B) Peki her şey bu kadar açıkken Merkez Bankası bunu neden yapmıyor?

sadece akp değil... daha önceki hükümetler de neden yapmadı?

fena soru değil. açıklayayım.

dostlar... enflasyonun çözümü basittir. zor olan bu çözümün uygulanması. bunun için tarafsız bir merkez bankası gerekli. tamamen iktisat teorilerine göre hareket eden. tarafsız bir istatistik kurumu, ölçülen kayıt dışı olmayan bir ekonomi gerekli.

1000 birimlik mal var.
10 bin birimlik tl var.
enflasyon =0

ekonomi büyüdü. tüketime bağlı değil, üretime bağlı ekonomi büyüdü. 1000 birimlik değil, 1100 birimlik değer var ülkede. merkez bankası 1000 birimlik tl'yi sisteme kredi yoluyla ilave eder. bu krediyi tüketici değil üretici kullanır. yeni yatırım için.

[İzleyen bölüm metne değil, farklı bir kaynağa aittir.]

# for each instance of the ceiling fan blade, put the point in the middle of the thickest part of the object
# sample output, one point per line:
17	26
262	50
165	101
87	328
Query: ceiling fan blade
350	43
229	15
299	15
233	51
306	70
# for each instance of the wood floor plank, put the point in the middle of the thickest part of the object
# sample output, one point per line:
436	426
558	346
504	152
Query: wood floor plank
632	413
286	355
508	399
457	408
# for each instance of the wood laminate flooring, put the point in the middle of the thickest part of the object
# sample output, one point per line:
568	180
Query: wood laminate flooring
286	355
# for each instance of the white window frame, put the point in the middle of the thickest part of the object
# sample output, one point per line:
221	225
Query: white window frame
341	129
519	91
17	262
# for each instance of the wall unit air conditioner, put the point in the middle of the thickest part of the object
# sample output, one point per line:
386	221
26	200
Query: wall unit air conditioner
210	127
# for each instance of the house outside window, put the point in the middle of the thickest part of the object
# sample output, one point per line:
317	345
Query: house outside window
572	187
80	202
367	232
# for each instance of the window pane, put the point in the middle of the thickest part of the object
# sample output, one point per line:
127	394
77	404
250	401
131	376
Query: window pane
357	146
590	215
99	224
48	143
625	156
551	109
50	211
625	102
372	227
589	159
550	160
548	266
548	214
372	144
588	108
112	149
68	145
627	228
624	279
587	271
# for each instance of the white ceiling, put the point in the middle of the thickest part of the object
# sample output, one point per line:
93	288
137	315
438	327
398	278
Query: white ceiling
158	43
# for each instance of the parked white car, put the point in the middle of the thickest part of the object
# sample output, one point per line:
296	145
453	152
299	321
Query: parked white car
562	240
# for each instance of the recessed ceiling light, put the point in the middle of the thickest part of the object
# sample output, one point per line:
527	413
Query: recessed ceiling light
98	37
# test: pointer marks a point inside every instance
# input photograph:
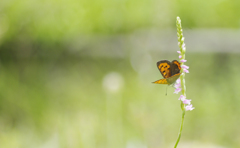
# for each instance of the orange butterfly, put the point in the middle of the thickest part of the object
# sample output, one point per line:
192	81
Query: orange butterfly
169	70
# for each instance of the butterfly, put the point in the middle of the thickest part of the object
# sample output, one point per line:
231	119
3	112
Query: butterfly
169	70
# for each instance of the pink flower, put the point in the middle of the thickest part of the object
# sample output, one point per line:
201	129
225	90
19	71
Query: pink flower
177	85
189	107
185	70
185	66
183	45
183	60
186	101
182	97
177	90
178	81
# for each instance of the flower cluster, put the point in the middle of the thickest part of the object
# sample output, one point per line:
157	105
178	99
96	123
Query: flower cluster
178	85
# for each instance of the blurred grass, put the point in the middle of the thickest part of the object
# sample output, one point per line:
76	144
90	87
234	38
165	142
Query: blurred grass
63	104
51	95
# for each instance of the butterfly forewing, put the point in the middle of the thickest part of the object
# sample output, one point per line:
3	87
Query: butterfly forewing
164	67
175	67
169	70
161	81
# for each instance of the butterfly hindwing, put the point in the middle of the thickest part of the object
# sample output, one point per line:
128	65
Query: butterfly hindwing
161	81
164	67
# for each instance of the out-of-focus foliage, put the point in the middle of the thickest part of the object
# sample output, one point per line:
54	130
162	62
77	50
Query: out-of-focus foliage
55	91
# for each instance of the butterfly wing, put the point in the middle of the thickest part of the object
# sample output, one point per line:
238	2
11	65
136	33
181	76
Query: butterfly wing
175	67
161	81
164	67
169	70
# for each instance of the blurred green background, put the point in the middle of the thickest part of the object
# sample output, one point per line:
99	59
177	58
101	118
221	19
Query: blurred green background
77	74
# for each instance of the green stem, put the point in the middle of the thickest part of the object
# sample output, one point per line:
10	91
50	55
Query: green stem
180	130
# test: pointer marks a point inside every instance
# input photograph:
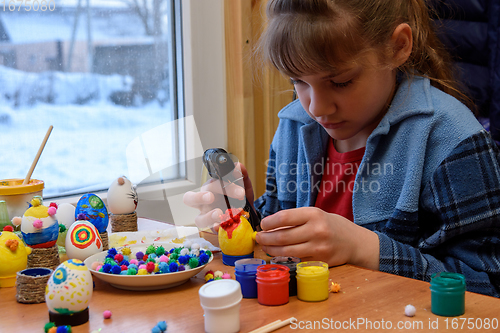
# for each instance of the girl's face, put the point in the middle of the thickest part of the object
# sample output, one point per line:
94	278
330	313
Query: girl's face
350	103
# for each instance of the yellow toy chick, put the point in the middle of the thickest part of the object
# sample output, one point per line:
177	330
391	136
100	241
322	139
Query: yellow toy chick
13	258
236	236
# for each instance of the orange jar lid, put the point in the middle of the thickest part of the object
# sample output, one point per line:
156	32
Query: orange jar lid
15	186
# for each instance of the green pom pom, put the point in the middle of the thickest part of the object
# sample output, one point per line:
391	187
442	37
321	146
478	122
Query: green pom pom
160	250
48	326
150	249
193	262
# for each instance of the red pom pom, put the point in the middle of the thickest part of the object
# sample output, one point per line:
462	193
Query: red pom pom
150	267
8	228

1100 birimlik değer 11000 birimlik türk lirası olur, enflasyon yine 0 olur. bu basit bir işlem. bunu herkes biliyor. ama yöntemi basit olsa da uygulaması zor. çünkü üretim temelli büyüme uzun vadeli ve yavaştır. halk refah artışını kolaylıkla hissedemez. bu ise oy getirmez. üretim temelli büyümede halkın refahının artması için nüfus artış hızından daha yüksek oranda üretim temelli büyüme olması lazım. türkiye gibi genç nüfusu çok olan ülkelerde bu zordur.


japonya'da veya avrupa'da enflasyon neden yok?

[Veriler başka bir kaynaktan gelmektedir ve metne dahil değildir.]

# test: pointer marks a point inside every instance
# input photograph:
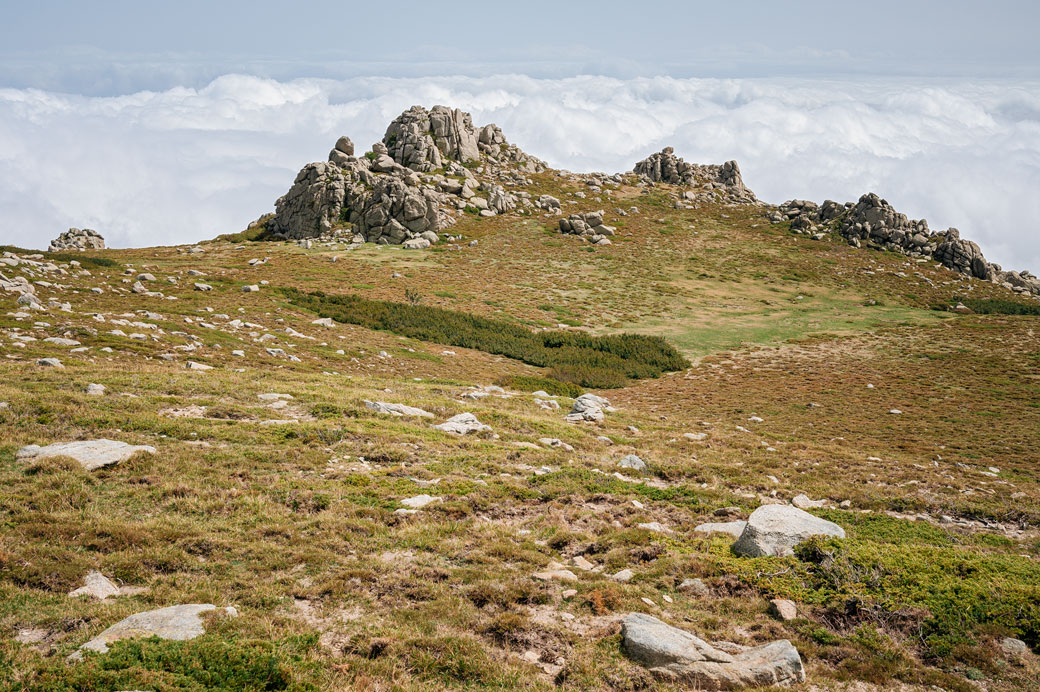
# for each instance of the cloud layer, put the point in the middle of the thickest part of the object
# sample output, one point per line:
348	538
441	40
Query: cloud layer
179	165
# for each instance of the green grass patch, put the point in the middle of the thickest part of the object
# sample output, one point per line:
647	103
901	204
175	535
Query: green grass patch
590	361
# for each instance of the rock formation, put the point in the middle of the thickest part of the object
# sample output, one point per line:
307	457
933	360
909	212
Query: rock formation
680	658
589	226
408	188
77	238
777	529
721	182
873	221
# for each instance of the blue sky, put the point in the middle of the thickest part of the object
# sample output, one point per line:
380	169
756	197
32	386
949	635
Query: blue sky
161	123
124	46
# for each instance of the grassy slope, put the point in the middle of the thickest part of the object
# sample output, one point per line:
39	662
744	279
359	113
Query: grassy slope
294	523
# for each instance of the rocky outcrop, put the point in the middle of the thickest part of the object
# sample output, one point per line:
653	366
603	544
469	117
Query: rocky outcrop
589	226
77	238
680	658
425	141
422	139
775	530
176	622
410	186
718	182
89	454
874	222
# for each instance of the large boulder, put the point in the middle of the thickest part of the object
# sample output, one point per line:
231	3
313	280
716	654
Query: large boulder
425	141
421	139
723	179
873	221
314	203
89	454
77	238
775	530
680	658
176	622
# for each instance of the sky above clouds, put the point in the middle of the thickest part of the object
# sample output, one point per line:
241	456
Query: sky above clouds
163	123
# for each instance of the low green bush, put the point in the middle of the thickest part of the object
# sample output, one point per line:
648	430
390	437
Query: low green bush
535	383
590	361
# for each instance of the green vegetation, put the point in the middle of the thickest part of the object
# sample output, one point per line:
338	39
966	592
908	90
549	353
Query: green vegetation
207	663
535	383
999	306
84	259
590	361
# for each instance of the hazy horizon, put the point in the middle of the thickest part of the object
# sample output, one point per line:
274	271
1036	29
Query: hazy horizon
157	124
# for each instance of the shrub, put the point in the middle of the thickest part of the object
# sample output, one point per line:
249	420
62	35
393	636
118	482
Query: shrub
535	383
590	361
999	306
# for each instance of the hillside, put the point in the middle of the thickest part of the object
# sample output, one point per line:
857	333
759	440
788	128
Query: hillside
774	352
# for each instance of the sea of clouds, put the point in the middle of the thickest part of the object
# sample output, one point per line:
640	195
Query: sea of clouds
184	164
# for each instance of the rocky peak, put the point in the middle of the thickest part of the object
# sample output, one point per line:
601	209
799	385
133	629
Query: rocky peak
718	180
873	221
426	141
78	238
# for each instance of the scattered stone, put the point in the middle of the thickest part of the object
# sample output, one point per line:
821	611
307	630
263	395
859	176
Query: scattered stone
680	658
734	529
97	585
555	442
783	609
775	530
1014	647
633	462
722	183
695	587
419	502
175	622
589	408
77	238
463	425
396	409
803	503
89	454
555	571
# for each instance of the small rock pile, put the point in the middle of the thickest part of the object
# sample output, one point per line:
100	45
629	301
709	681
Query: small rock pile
589	226
873	221
721	183
77	238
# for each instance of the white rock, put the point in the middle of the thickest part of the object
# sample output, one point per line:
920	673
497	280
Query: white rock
463	425
89	454
681	659
734	529
396	409
97	585
777	529
633	462
176	622
419	502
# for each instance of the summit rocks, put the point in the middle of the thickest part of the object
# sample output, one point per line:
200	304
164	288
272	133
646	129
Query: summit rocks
873	221
721	182
77	238
409	186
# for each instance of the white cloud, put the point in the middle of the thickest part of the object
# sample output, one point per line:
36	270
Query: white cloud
160	168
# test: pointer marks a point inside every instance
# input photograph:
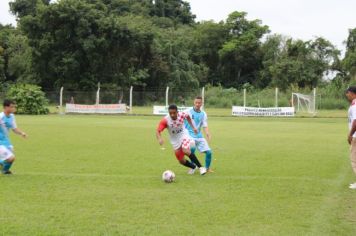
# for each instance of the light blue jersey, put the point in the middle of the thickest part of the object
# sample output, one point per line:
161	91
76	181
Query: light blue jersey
6	124
200	120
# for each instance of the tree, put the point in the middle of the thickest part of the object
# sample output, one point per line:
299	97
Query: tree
349	61
209	38
240	55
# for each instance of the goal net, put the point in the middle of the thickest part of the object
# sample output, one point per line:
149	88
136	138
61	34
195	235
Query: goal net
304	103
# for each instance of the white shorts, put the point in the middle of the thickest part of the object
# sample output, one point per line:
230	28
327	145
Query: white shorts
201	144
5	152
184	142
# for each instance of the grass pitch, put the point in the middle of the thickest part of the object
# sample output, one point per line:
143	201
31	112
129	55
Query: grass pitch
101	175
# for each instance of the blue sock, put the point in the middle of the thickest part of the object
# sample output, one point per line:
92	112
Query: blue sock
208	155
2	163
6	166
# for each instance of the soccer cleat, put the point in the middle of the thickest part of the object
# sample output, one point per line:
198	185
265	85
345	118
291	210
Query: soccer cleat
7	172
202	170
352	186
192	171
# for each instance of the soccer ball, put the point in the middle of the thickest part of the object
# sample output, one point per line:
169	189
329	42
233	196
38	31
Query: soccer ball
168	176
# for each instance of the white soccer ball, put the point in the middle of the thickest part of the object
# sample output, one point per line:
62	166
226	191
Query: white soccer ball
168	176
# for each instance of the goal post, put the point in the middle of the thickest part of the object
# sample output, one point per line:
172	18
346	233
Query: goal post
105	102
304	102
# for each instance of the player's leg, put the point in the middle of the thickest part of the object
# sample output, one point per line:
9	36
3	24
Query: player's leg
7	158
180	157
186	145
203	147
353	159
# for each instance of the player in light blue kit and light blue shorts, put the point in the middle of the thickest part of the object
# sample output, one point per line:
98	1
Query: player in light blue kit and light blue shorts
7	123
200	120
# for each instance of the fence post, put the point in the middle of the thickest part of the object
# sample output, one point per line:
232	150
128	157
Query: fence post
98	95
131	89
203	96
244	97
314	100
61	101
167	90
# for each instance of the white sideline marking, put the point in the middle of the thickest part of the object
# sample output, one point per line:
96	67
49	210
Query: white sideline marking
215	176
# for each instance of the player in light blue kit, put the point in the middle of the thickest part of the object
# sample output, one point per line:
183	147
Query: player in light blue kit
7	123
200	120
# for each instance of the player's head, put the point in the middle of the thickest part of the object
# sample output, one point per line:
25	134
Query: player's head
198	102
351	93
9	106
173	111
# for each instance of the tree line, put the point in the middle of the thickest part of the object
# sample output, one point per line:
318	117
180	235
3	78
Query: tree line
151	44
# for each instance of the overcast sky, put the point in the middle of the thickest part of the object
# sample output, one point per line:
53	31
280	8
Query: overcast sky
303	19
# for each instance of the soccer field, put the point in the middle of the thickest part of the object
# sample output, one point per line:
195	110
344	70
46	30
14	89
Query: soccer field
101	175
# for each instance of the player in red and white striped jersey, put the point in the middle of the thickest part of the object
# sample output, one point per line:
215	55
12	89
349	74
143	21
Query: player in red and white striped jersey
179	137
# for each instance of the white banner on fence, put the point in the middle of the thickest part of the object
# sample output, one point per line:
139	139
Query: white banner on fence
93	109
258	111
163	110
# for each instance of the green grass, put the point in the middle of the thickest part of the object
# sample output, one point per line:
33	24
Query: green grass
100	175
226	112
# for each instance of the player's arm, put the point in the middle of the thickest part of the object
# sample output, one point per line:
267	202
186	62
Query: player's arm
190	122
352	131
207	133
162	125
20	132
205	127
17	130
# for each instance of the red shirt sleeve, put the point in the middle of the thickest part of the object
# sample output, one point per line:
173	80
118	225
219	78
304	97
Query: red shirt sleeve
162	125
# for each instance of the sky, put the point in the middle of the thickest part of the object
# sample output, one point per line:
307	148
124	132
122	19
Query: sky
300	19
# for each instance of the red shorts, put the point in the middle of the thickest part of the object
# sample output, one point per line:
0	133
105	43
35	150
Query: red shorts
186	143
179	154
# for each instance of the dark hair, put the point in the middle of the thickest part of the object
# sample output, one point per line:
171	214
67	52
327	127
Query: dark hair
8	102
351	89
173	107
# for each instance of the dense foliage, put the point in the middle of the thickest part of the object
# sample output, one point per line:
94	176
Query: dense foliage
153	44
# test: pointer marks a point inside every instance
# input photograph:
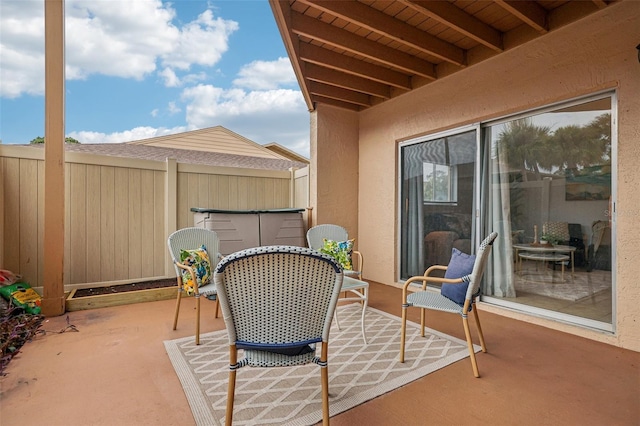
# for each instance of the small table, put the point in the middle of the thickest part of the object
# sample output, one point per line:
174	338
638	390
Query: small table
544	258
545	253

nüfus artmıyor. ülke yüzde 2-3 büyüyor. zaten ortalama refah yüksek. bu büyüme ilave refah getiriyor. insanlar memnun. siyasi partiler ekonomik popülizm yapmak zorunda kalmıyor. merkez bankasına karışmıyor. iktisat teorilerine uyumlu para politikası, istikrarlı ekonomi.

brezilya, türkiye, arjantin, güney afrika gibi ülkelerde ise durum karışık. nüfus artış hızı yüksek. bu yüzden bir kere avrupa'dan hızlı büyümen lazım. ama nasıl? onlardan daha eğitimli bir halkın yok. ama bir şekilde yaptın bunu, nüfus artışı düştükten sonra kalan üretim temelli büyüme hala oldukça yavaştır.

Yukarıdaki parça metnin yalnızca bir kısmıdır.